On Saturday we went on a little trip, first stopping in at Saltaire for lunch and wanderings. This little town was built and owned by a rather impressive man named Sir Titus Salt, who owned the town mill. He built all the houses, churches, schools, halls and shops to service his workers, so they entire place has a lovely sense of harmony and repetition. It is now a UNESCO world heritage site.

Gill has been super efficient and blogged about the whole weekend at her brand new blog!

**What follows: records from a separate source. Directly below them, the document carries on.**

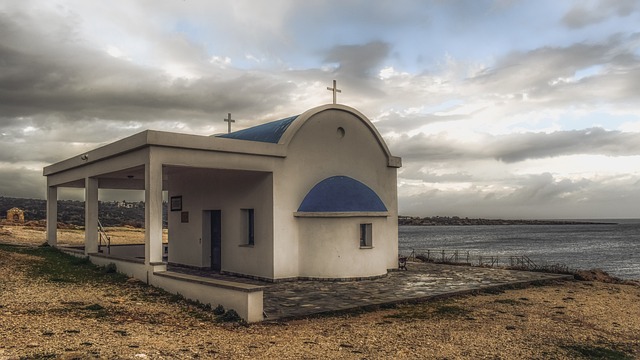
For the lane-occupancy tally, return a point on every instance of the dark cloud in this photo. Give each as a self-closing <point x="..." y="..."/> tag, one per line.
<point x="518" y="147"/>
<point x="52" y="74"/>
<point x="541" y="196"/>
<point x="359" y="61"/>
<point x="22" y="182"/>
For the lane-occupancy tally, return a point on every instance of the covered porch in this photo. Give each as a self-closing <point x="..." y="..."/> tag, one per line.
<point x="147" y="169"/>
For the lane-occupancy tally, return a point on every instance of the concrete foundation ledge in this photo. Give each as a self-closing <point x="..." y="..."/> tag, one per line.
<point x="211" y="282"/>
<point x="245" y="299"/>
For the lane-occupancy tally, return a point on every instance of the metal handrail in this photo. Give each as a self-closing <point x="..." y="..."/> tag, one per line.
<point x="102" y="234"/>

There was a festival with live music and food, as well as hundreds of brave souls who were trudging around it in the rain. Only in Britain would rain be considered no obstacle to a festival outing!

Wednesday, September 21, 2011

Little John and a light from above

Well hello there time-travellers. I hope you enjoy this little leap into the present. I have heaps more to share from the rest of my time in America, but am bursting to share photos from the most wonderful weekend I have just had. I went up to Sheffield to stay with some friend's of Ian's mother. They took me to a few of the many local historic sites that were all stunningly beautiful.

After a delicious lunch in town, we took the scenic route home, stopping a charming little church in the countryside where Little John from Robin Hood is buried!!

I have so many photos I am splitting them up! So stay tuned for part II - Saltaire.

 Old church and cute little gargoyles.
 Wandering through the perfectly kept cemetery. I wore my new Pendlelton skirt from 'Decades of Fashion' in SF.
And on our drive we saw this ^ ! Clearly someone over in that field had done something miraculous!